SteinRobert commented 2 years ago

We've been able to reproduce this issue. Actually it's a setup issue + we should probably add some more convenience checks/logs in Gefyra.

Your colima VM needs a network address:

colima start --kubernetes --network-address

This networks address is basically also the endpoint for your Kubernetes cluster:

colima list
PROFILE    STATUS     ARCH      CPUS    MEMORY    DISK     RUNTIME       ADDRESS
default    Running    x86_64    2       2GiB      60GiB    docker+k3s    192.168.106.2

Running gefyra up with this endpoint works as expected:

gefyra up --endpoint=192.168.106.2:31820

This should resolve the connection issue. However, from my point of view there are 2 things we could adapt to make this process more smooth:

  1. Actually we have a probe whether the Wireguard connection works (ping). For some reason this exits with 0 which indicates that the connection is working even though it is not. We need to investigate what exactly is happening here.
  2. We try to detect the endpoint automatically (if not provided). This does not seem to work with colima as it does with docker. We're spinning up a container in this case https://github.com/gefyrahq/gefyra/blob/main/client/gefyra/configuration.py#L109 to find out the correct IP address. Colima only provides us with a local address which is wrong in this case.

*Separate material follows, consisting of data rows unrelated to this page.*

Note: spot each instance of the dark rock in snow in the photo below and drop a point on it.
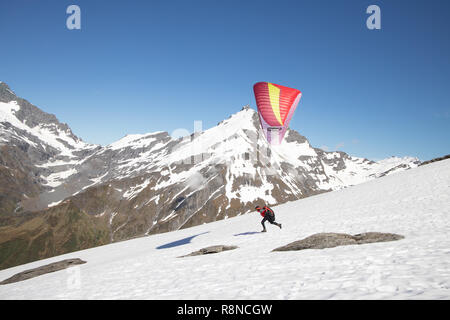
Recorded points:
(52, 267)
(331, 240)
(209, 250)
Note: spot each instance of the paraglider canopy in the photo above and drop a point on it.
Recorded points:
(276, 105)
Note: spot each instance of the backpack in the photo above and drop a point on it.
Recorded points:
(269, 211)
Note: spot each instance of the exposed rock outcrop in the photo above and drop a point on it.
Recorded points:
(209, 250)
(331, 240)
(52, 267)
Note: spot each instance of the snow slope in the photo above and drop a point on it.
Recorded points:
(414, 203)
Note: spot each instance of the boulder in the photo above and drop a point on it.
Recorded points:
(209, 250)
(331, 240)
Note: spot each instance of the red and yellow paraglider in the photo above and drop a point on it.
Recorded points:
(276, 105)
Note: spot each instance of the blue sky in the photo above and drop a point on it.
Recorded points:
(143, 66)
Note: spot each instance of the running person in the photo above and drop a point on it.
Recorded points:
(268, 215)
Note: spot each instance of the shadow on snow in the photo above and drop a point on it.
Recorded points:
(180, 242)
(246, 233)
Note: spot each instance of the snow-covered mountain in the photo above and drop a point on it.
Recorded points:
(414, 203)
(151, 183)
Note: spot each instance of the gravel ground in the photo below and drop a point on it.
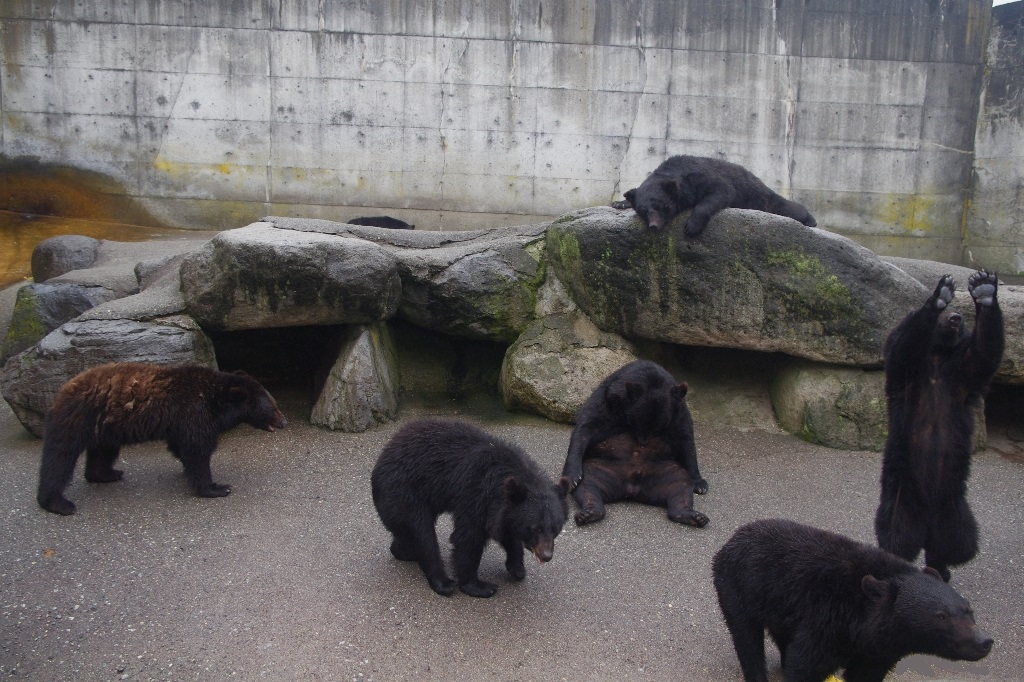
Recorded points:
(290, 578)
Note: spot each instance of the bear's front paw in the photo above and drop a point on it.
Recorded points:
(214, 491)
(943, 292)
(589, 515)
(478, 588)
(516, 569)
(443, 586)
(690, 517)
(59, 505)
(982, 286)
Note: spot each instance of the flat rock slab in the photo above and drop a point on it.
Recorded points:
(751, 281)
(261, 276)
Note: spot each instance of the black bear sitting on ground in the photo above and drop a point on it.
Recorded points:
(707, 185)
(492, 487)
(111, 406)
(381, 221)
(830, 602)
(936, 373)
(634, 440)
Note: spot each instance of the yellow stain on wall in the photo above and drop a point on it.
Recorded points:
(172, 168)
(909, 213)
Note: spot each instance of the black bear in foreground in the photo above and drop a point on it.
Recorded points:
(493, 489)
(830, 602)
(936, 373)
(634, 440)
(111, 406)
(381, 221)
(707, 185)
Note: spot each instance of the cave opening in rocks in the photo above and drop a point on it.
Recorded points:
(287, 359)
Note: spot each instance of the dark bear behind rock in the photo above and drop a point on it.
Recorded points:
(936, 374)
(830, 602)
(108, 407)
(707, 185)
(381, 221)
(493, 489)
(634, 440)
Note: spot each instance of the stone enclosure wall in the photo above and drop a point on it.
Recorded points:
(463, 114)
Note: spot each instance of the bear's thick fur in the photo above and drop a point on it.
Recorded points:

This could be solved by adding a --colima flag to know whether K8s is run within colima (since the docker context is kind of not related to where K8s runs).

Plus we should probably add this to our Getting Started guides in the documentation to help people using Gefyra when working with Colima.

@ventsislav-georgiev would be great if you could try out the given commands. If everything works, please let us know.

ventsislav-georgiev commented 2 years ago

Thanks! I will be able to test it next week.

SteinRobert commented 2 years ago

Was just wondering - @ventsislav-georgiev did you have the time to check out my comment? :)

ventsislav-georgiev commented 2 years ago

Hey @SteinRobert, unfortunately I was not able to test it the way you described. I've already upgraded to macOS Ventura and colima has issues with exposing network address on it. ref: https://github.com/abiosoft/colima/issues/457

SteinRobert commented 2 years ago

Oh no this is kind of unfortunate. Thank you for the quick update, though.

As long as we cannot connect to the node through the --endpoint Gefyra can't work its magic. It is absolutely necessary to reroute the network traffic accordingly.

Let's keep an eye on this.

ventsislav-georgiev commented 2 years ago

Isn't it possible to make it work with 127.0.0.1? Since colima automatically port-forwards anything from the VM on the host. If Gefyra creates a NodePort service in the cluster, the port will be open on localhost on the host.

SteinRobert commented 2 years ago

Hey I'll talk to my colleague on this matter later - however from my understanding it is not possible to resolve 127.0.0.1 from inside the cargo container to your machine's localhost. I'll get back to you on this though.

ventsislav-georgiev commented 2 years ago

Calling the host from the cluster is done in colima via the 192.168.5.15 IP. ref: https://github.com/lima-vm/lima/blob/master/docs/network.md#host-ip-19216852

abiosoft commented 2 years ago

Hey @SteinRobert, unfortunately I was not able to test it the way you described. I've already upgraded to macOS Ventura and colima has issues with exposing network address on it. ref: abiosoft/colima#457

This should be resolved now.

SteinRobert commented 2 years ago

@abiosoft thank you for fixing this and letting us know!